Binary Search

Pattern	Purpose	Typical Use Cases
Exact match	Find a specific target value	Search in sorted array
Lower bound	First value >= target	Insertion point, minimum satisfying value
Upper bound	First value > target	Counting occurrences, range queries
Binary search on answer	Find min/max satisfying a property	Parametric search, optimisation problems

Standard Binary Search (Exact Match)

public int search(int[] nums, int target) {
  int left = 0, right = nums.length-1;
  while(left <= right) {
       int mid = ( ( right -  left ) >> 1) + left;
       if(nums[mid] == target) return mid;
       if(nums[mid] < target) left = mid+1;
       else right = mid-1;
  }
  return -1;
}

Lower Bound (First element > target)

The lower bound for a target value in a sorted array is the index of the first element that is greater than or equal to the target value. If the target value is present multiple times, the lower bound identifies the first occurrence. If the target value is not present, it indicates the position where the target value could be inserted while maintaining the sorted order.

public int lowerBound(int[] nums, int target) {
    int left = 0, right = nums.length;
    while (left < right) {
        int mid = left + ((right - left) >> 1);
        if (nums[mid] < target) left = mid + 1;
        else right = mid;
    }
    return left; // Could be nums.length if all elements < target
}

Upper Bound (First element ≥ target)

The upper bound for a target value in a sorted array is the index of the first element that is strictly greater than the target value. If the target value is present multiple times, the upper bound identifies the position after the last occurrence of the target value.
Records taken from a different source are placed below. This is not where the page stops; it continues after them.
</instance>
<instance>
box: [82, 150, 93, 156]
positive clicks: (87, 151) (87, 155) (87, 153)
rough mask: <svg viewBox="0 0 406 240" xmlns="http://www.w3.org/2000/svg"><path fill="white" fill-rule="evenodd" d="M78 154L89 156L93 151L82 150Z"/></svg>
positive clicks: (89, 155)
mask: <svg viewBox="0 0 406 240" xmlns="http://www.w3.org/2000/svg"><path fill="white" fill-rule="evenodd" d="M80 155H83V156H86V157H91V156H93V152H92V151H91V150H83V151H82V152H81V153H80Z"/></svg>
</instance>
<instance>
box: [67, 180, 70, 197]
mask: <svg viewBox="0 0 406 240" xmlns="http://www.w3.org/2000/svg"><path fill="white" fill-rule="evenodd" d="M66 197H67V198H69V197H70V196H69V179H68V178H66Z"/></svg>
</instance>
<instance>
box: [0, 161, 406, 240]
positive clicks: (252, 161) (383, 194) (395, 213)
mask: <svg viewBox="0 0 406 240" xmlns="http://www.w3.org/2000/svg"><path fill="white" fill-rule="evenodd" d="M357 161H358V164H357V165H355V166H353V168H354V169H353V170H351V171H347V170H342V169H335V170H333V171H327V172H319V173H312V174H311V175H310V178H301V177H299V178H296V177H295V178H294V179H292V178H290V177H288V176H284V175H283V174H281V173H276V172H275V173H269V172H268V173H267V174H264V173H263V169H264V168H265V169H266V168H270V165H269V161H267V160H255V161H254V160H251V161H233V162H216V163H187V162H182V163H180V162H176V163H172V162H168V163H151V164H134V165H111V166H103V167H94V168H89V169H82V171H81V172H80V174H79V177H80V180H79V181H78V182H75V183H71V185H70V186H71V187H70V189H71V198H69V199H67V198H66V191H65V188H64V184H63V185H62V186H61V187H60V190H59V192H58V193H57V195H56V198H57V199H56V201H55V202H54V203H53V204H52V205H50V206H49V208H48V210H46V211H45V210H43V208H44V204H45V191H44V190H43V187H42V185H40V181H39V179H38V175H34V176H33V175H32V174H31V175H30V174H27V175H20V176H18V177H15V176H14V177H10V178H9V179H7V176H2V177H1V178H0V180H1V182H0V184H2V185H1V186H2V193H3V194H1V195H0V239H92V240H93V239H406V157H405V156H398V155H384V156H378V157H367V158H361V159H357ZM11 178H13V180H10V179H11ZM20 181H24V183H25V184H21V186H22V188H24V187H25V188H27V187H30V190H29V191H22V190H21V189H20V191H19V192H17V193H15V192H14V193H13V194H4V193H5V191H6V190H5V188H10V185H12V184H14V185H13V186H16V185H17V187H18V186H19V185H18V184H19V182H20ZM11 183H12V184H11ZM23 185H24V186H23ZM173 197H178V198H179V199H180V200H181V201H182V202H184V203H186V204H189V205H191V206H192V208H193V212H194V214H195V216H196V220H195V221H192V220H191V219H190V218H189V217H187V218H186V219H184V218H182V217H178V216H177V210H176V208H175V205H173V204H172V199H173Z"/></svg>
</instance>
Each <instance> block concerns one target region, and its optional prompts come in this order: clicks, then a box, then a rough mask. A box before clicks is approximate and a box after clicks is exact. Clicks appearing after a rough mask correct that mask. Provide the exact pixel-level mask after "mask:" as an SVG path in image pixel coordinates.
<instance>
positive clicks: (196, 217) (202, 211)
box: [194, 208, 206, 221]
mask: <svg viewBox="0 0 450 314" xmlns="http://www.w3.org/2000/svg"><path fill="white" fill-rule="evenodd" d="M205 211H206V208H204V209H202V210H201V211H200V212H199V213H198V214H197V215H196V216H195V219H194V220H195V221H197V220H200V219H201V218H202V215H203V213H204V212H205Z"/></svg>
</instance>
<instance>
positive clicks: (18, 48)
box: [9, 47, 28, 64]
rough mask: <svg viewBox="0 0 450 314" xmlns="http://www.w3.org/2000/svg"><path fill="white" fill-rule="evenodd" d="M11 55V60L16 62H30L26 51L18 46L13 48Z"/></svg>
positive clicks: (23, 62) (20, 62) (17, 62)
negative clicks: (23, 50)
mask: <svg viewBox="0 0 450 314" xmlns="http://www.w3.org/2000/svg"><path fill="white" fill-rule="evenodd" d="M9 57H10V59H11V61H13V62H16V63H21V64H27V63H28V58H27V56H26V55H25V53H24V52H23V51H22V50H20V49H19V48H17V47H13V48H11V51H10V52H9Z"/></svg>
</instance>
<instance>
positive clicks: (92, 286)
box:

If the target value is not present, it indicates the same insertion point as the lower bound.

public int upperBound(int[] nums, int target) {
    int left = 0, right = nums.length;
    while (left < right) {
        int mid = left + ((right - left) >> 1);
        if (nums[mid] <= target) left = mid + 1;
        else right = mid;
    }
    return left; // Could be nums.length if all elements <= target
}

Binary Search on Answer (Predicate-based)

Instead of searching an array, search the answer space

public int binarySearchAnswer(int low, int high) {
    while (low < high) {
        int mid = low + ((high - low) >> 1);
        if (condition(mid)) {
            high = mid; // Look left
        } else {
            low = mid + 1; // Look right
        }
    }
    return low;
}

We can use lower & upper bound to find the occurrence count efficiently.